Molecular endosymbionts of bacteria

Bacteria often harbor mobile genetic elements like plasmids and phage that live inside cells but can also transmit themselves infectiously among cells. I use the relationship between these elements and their bacterial hosts to study the processes that cause symbioses to evolve towards mutualism or towards parasitism.

Mobile elements often carry genes for pathogen virulence and resistance to antibiotics. This means that their evolution holds special relevance for human health, but it also creates an evolutionary puzzle: why aren’t these genes a normal, stable part of bacterial chromosomes? An underlying issue is how evolution creates genetically coherent individuals out of independent replicators.

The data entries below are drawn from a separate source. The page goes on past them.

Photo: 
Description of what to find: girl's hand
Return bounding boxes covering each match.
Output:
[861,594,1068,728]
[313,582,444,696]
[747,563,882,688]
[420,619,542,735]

Symbiosis and infectious disease

Symbioses are intimate associations between two species that can be good for both (mutualism) or good for one species but not the other (parasitism). Unlike cooperation within species, where kin selection provides a unifying evolutionary principle, there is no well-supported theory that explains symbiosis. When do symbioses evolve to be mutualistic and when do they evolve to be parasitic? When do infectious diseases (one kind of symbiosis) evolve to be more harmful or less harmful? Why are so many bacterial genes involved in symbiosis carried by mobile elements like plasmids and phage?